Una de las calles más clásicas de Oviedo es Magdalena, antigua y moderna a un tiempo, ligada a la ciudad desde los primeros tiempos y todavía ahora bulliciosa.

La calle de la Magdalena tiene mucho que ver con las puertas de la ciudad, nacida de la puerta principal del Ayuntamiento y prolongada hasta la llamada Puerta Nueva, a la vera del Campillín. En aquella última zona se habían establecido en el siglo XVI los hornos de pan de la ciudad, que pagaron las culpas del gran incendio de 1521 y por ello fueron expulsados a las tinieblas de extramuros. Hasta allí llegaban los que venían de San Roque o San Esteban, de beber sidra o de otras cosas, y se encontraban las puerta de la ciudad cerradas, con lo que tenían que refugiarse al amor de los hornos, lo que les valió a los ovetenses el sobrenombre de «gatos del forno» antes de que la tala del carbayón en 1879 nos hiciera carbayones a todos desde entonces.

La Puerta Nueva, al final de Magdalena, donde paraban las diligencias, se derribó en 1771, y en aquella robusta arcada hubo un Cristo «de bulto» y luego una placa en recuerdo del regente de la Audiencia Teodomiro Caro de Briones. Por cierto, la Audiencia estuvo en esta calle durante un tiempo, en el palacio de Vistalegre, hoy muy desnaturalizado, entregado desde hace mucho a la vida comercial de la zona y en el que, en el primer tercio del siglo XX, hubo un club de tiro y combates de boxeo.

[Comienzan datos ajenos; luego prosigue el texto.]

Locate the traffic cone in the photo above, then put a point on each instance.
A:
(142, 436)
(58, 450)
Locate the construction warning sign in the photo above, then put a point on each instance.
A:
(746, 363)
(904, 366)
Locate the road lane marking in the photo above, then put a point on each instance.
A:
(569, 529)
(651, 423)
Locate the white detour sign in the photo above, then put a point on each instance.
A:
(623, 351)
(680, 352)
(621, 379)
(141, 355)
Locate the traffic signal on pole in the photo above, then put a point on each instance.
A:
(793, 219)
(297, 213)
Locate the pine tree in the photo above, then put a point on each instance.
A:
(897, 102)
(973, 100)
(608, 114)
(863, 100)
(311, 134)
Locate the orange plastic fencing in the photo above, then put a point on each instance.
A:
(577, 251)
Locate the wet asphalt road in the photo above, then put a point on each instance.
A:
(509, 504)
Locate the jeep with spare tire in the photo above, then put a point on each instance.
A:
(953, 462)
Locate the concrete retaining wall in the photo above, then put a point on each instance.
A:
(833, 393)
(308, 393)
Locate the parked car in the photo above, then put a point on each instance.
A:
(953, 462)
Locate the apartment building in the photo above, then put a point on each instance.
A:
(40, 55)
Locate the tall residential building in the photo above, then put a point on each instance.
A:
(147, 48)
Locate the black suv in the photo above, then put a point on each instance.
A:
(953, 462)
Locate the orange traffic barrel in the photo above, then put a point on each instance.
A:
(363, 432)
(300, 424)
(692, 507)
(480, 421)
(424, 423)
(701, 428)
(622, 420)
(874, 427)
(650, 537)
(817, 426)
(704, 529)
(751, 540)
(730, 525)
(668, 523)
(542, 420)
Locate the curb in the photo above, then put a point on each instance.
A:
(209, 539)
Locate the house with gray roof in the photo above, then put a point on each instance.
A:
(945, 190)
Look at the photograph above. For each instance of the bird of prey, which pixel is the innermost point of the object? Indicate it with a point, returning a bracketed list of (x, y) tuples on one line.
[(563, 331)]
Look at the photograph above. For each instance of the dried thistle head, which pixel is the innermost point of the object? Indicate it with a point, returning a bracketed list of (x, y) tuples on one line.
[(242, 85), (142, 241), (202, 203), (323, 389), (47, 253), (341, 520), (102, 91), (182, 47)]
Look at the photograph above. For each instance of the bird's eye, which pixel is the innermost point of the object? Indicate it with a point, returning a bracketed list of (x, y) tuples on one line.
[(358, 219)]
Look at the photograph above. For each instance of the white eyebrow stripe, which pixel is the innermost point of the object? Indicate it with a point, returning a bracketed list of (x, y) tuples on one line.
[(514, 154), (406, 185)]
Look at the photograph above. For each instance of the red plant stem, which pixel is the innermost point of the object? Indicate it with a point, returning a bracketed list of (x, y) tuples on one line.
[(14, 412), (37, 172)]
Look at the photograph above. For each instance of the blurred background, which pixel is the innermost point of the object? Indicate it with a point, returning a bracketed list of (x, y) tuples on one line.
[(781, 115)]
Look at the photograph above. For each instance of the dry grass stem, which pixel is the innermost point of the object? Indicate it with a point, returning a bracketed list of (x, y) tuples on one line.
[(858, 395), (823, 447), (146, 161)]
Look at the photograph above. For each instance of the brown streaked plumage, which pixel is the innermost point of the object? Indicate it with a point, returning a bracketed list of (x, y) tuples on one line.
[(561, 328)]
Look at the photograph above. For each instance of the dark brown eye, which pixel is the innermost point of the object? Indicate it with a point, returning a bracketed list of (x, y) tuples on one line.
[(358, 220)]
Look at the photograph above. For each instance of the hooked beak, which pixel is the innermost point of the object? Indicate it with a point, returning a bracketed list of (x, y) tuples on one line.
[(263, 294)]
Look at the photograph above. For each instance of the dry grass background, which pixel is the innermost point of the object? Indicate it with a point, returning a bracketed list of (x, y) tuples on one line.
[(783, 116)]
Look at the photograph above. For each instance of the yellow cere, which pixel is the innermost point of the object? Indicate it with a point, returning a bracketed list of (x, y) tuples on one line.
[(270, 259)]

Edificio principal, que acabó dándole nombre a la calle, es la capilla de la Magdalena, que tuvo hospital con mucho protagonismo en las pestes.

Siempre fue esa calle, como Puerta Nueva o como Magdalena, lugar dado a la idea de ensanche, que culminó en el siglo XIX con el trazado de Campomanes, que se vio frustrado por Uría y su entorno.

Magdalena es desde siempre animada y comercial, unida a la actividad mercantil por excelencia del Fontán y al empaque de la plaza Mayor y Cimadevilla. Venido a menos todo aquello, consigue Magdalena sobrevivir, con un comercio que, renovado, se mantiene en buena salud. Allí estuvo la tintorería de Pausier, que llevaba las prendas a teñir a Irún, en los tiempos de grandes lutos. No está la confitería Niza, ni don Emilio y doña Manolita en la farmacia, ni la librería Guillaume, especializada en recordatorios, ni las grandes mercerías especializadas en botones, como Ramón Puerta, ni El Cisne, ni el taller de bisoñés, heredero del que estuvo en el café Madrid, en Campomanes, ni el almacén de Herrero, ni el bazar de Saturnino Calvo, ni la guarnicionería de Geijo, ni la droguería de Maraña, pero la calle que fue cuna de la joyería de Pedro Álvarez y en cuyo número 23 escribió Dolores Medio buena parte de «Nosotros, los Rivero» mantiene el garbo y la vitalidad.